東京の私立高校に通う浅川令夏は「いい子」だった。毎日、学校と塾の往復。唯一の趣味は、自分を傷つけること。
ある日、彼女は街でチンピラに絡まれる。逃げようとは思ったが、どうでもよかった。家に帰れば、母親の冷たい言葉。自分の部屋で、彼女は机の上のカッターを手に取る——鎖骨に一筋の傷を刻む。痛みとともに、奇妙な満足感が訪れた。
学校では、軽井と結城という親友がいる。彼氏の山崎もいる。でも、どれも本当の自分じゃない。
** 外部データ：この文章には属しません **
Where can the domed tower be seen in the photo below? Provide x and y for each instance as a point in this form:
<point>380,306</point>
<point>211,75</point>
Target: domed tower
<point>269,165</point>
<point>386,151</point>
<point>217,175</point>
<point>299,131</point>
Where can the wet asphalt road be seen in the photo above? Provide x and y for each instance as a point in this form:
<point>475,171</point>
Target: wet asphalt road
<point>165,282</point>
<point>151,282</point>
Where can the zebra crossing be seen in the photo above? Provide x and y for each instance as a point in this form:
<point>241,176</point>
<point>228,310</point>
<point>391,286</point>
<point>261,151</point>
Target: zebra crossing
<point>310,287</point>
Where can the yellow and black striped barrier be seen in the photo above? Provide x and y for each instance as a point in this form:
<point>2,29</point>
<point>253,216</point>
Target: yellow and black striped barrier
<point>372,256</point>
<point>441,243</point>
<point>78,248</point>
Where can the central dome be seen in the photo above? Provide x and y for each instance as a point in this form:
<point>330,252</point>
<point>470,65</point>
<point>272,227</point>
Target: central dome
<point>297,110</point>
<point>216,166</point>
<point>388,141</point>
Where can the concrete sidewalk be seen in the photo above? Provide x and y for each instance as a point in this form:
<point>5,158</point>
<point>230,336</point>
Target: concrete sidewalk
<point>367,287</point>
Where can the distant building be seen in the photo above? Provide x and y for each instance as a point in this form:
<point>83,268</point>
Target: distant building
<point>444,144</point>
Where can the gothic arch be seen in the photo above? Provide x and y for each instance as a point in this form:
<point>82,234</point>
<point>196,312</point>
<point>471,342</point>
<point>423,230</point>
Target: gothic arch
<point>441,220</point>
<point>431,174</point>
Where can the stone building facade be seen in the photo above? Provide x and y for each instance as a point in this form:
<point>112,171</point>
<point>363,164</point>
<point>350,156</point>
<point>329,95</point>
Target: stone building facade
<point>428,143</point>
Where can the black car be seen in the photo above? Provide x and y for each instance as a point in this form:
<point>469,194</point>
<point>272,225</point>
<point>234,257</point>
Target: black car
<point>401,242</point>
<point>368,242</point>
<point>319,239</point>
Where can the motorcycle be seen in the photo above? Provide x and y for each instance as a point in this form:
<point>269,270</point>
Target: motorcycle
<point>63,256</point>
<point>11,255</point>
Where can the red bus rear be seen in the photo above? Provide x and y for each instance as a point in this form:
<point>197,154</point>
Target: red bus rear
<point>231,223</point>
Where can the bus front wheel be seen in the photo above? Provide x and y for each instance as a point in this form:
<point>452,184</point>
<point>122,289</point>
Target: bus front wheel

転機は、椎名千賀(しいな ちか)という少女との出会いだった。椎名は浅川の弱みを握り、彼女を空き教室に呼び出す。食べ物を無理やり口に詰め、水を注ぎ、傷口をなぞる——椎名の行為は残酷で、どこか優しかった。
「私を壊して」
浅川がそう言ったとき、二人の関係は反転する。傷を与え合い、慰め合う、誰にも理解できない繋がり。
――本作は中国語で書かれたオリジナル作品です。日本語版準備中。